Mais nous devrions nous soucier de Holden. Non seulement il s'agissait du premier véhicule produit en série créé (réel ou imaginaire) pour notre pays, mais ce premier modèle 48-215 a lancé toute une industrie de concurrents, de fournisseurs et de distributeurs investissant en Australie, créé des emplois et des compétences qui ont abouti à cela. capacité désormais perdue que nous avions autrefois : concevoir et fabriquer des véhicules à partir de zéro.

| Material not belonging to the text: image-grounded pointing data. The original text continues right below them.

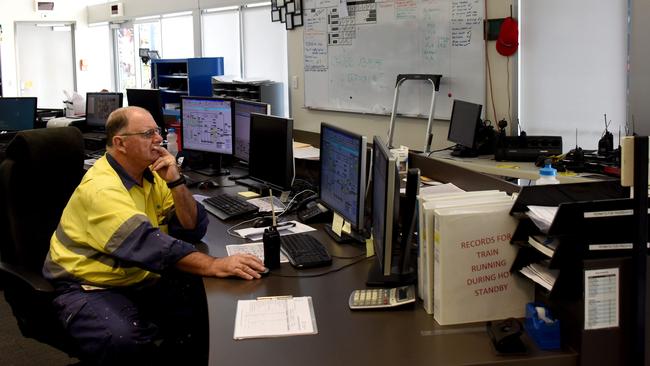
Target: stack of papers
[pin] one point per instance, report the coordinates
(275, 317)
(541, 274)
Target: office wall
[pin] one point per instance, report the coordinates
(23, 10)
(409, 131)
(639, 74)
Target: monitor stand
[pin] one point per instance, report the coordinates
(344, 238)
(464, 152)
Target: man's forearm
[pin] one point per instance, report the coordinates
(185, 207)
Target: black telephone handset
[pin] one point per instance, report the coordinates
(311, 211)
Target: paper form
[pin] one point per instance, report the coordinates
(601, 298)
(274, 317)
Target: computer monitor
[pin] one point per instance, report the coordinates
(243, 110)
(17, 114)
(271, 151)
(343, 176)
(206, 126)
(150, 100)
(99, 106)
(388, 269)
(463, 127)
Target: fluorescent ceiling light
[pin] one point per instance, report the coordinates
(257, 5)
(48, 25)
(179, 14)
(216, 10)
(150, 17)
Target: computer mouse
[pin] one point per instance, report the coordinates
(265, 272)
(263, 221)
(208, 184)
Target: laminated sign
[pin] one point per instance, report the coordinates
(473, 256)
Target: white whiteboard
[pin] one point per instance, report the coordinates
(354, 50)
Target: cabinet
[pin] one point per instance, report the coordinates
(178, 77)
(260, 91)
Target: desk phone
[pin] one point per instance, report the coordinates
(377, 298)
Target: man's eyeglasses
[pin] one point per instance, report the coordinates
(146, 134)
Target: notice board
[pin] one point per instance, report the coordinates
(354, 50)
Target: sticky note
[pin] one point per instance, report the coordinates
(370, 247)
(337, 224)
(346, 228)
(248, 194)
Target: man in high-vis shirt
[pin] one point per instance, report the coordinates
(120, 257)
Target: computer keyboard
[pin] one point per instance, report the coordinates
(305, 251)
(227, 206)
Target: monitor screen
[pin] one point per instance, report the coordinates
(343, 172)
(99, 106)
(465, 120)
(271, 151)
(243, 110)
(148, 99)
(385, 204)
(206, 124)
(17, 114)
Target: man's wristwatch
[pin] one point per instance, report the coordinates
(177, 182)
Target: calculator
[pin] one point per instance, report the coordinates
(377, 298)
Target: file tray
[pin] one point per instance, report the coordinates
(546, 335)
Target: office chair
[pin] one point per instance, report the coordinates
(41, 170)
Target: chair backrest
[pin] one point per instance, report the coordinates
(41, 170)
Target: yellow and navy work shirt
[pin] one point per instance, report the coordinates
(114, 232)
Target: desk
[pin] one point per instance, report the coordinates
(403, 336)
(522, 170)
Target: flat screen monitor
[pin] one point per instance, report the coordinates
(463, 127)
(148, 99)
(271, 151)
(206, 126)
(385, 204)
(17, 114)
(243, 110)
(99, 106)
(343, 173)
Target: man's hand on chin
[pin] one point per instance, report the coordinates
(165, 165)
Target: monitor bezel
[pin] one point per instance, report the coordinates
(384, 250)
(357, 222)
(455, 126)
(35, 103)
(288, 164)
(183, 135)
(102, 94)
(249, 102)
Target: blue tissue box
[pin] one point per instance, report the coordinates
(545, 335)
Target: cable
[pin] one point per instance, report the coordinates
(324, 273)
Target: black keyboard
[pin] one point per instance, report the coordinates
(227, 206)
(305, 251)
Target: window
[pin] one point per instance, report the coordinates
(177, 36)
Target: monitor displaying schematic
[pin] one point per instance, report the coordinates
(207, 124)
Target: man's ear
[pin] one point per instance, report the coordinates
(119, 143)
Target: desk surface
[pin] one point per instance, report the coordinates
(389, 337)
(522, 170)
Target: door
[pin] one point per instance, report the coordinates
(45, 60)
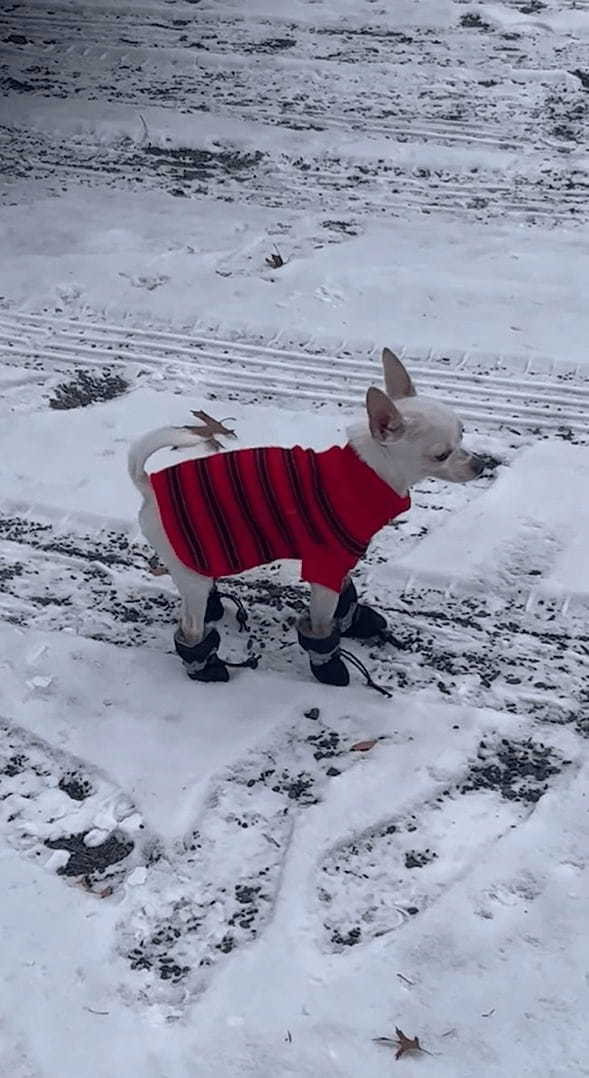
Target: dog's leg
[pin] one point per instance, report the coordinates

Holden a engendré une fierté nationale qui unit encore les gens, comme une victoire dans un événement sportif international majeur, qu'aucun autre constructeur automobile n'a fait, ne peut ou ne fera probablement jamais.

3. Électrification : 2001

Honda Insight 2001.

La Prius de Toyota en 1997 à Tokyo, le premier modèle de production hybride moderne au monde, a fini par changer le paysage automobile.

L'Australie était loin derrière d'autres marchés matures en matière d'électrification en raison du carburant bon marché et du manque d'incitations pour les propriétaires, mais l'écriture était sur le mur à la fin des années 2000, avec de nombreux rivaux copiant ou accordant carrément des licences à la technologie hybride pour suivre la montée en flèche. demande des consommateurs internationaux.

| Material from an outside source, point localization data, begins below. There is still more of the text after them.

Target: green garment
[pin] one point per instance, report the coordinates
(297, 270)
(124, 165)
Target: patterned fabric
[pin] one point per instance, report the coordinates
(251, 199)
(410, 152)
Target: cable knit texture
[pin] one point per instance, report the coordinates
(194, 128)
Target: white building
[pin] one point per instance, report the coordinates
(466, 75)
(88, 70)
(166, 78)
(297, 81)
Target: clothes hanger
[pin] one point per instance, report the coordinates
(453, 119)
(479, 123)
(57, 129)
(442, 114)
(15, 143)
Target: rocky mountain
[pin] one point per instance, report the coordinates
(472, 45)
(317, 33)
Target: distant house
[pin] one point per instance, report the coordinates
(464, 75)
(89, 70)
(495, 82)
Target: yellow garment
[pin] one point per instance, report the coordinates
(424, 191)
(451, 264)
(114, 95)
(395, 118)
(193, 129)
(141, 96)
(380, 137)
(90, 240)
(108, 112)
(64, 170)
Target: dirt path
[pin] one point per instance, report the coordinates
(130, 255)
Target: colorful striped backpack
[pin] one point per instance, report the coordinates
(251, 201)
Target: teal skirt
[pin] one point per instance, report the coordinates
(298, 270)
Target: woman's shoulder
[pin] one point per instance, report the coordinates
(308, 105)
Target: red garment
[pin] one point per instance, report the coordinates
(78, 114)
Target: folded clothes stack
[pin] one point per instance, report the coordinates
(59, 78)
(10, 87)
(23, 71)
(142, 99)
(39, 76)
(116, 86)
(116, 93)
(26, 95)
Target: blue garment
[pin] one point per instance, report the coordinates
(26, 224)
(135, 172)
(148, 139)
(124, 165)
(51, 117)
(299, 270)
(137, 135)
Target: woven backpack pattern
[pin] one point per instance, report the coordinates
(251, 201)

À l'échelle mondiale, les années 2010 ont vu l'émergence de véhicules électriques à batterie (VE) modernes, menés par la Nissan Leaf et sexués par Tesla et d'autres, tandis que chez nous, il faudra attendre que Toyota lance le RAV4 de dernière génération avec une option hybride. que le centime a semblé baisser et que les Australiens ont rejoint de très, très longues files d'attente pour prendre le volant d'un véhicule.

Fait amusant : le premier hybride vendu en Australie était la Honda Insight originale, devançant la Prius de six mois sur le marché début 2001.

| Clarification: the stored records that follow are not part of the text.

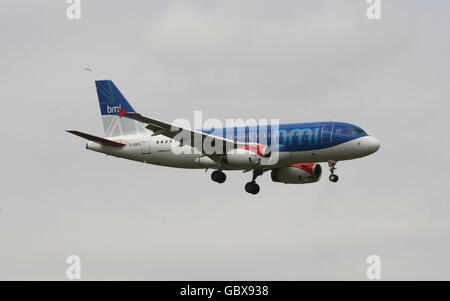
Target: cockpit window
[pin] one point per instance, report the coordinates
(354, 132)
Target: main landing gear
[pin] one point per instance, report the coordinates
(333, 177)
(218, 176)
(252, 187)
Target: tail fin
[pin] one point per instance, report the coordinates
(111, 102)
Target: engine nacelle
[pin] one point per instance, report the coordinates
(249, 155)
(301, 173)
(243, 157)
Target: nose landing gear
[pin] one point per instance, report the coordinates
(252, 187)
(332, 177)
(218, 176)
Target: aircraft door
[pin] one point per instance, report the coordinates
(327, 133)
(145, 145)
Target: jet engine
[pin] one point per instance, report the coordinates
(301, 173)
(248, 156)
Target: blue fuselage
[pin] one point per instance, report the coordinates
(294, 137)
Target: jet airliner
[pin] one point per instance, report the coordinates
(291, 152)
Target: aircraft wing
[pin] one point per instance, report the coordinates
(96, 139)
(184, 136)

4. Remise à neuf des véhicules LHD à RHD : 2015

Ram 2500 Laramie 2015.

Dans ces jours sombres après que Ford, Holden et Toyota eurent annoncé la cessation de la production australienne de véhicules complets et avant que les lumières ne s'éteignent, l'importateur de véhicules Ateco Automotive s'est lancé dans un programme de remise à neuf du pick-up américain Ram. C'était en 2015.

Les experts de l'industrie étaient sceptiques, mais le manque d'alternatives, les prix attractifs et le marketing intelligent ouvrent un vieux marché pour les véhicules lourds autrefois dominés par la Ford Série F. Cela a explosé au-delà de toutes les attentes.

GM s'est joint à l'action au début des années 2020 avec le Silverado, suivi du F-150 de Ford et maintenant du Toyota Tundra – une première pour le géant japonais dans le monde. Aujourd’hui devenue une grande entreprise, la refabrication a également tiré parti d’une partie du vieux savoir-faire manufacturier australien dans l’ère post-2017.

5. Chine : 2009

2009 Grande Muraille V240.

La marque chinoise Great Wall Motors (maintenant simplement GWM) est arrivée sur le marché australien à la mi-2009 avec une gamme de véhicules bon marché, mais d'autres comme Chery ont eu du mal à gagner du terrain jusqu'à ce que le monde soit à l'envers en 2020.

Même si les prix des voitures neuves ont grimpé, la demande a également explosé, les gens évitant les transports publics, créant ainsi de sévères restrictions d’offre. Et dans ce vide sont entrées les marques chinoises MG et Haval, qui étaient jusque-là de petits acteurs, avec des modèles abordables, au style agréable, dotés de nombreuses fonctionnalités et sans temps d'attente. Et ils n’ont pas regardé en arrière.

La Chine est également en tête avec des véhicules électriques accessibles, qui ont bénéficié de la technologie des véhicules pilotés par logiciel qui réduit les délais et les coûts de développement.

Ce à quoi ressemblera leur durabilité à long terme est encore sujet à débat, et beaucoup, sinon tous, ont été critiqués pour leur manque d'intervention nuancée en matière d'assistance à la conduite, mais à partir de 2025, peu de consommateurs semblent s'en soucier. Ils sont relativement bon marché, frais et brillants.

Cela ouvre la voie à ce qui s’annonce comme l’un des plus grands champs de bataille du deuxième quart de siècle de l’industrie automobile.

Revenez au début des années 2050 pour découvrir comment cela s’est produit.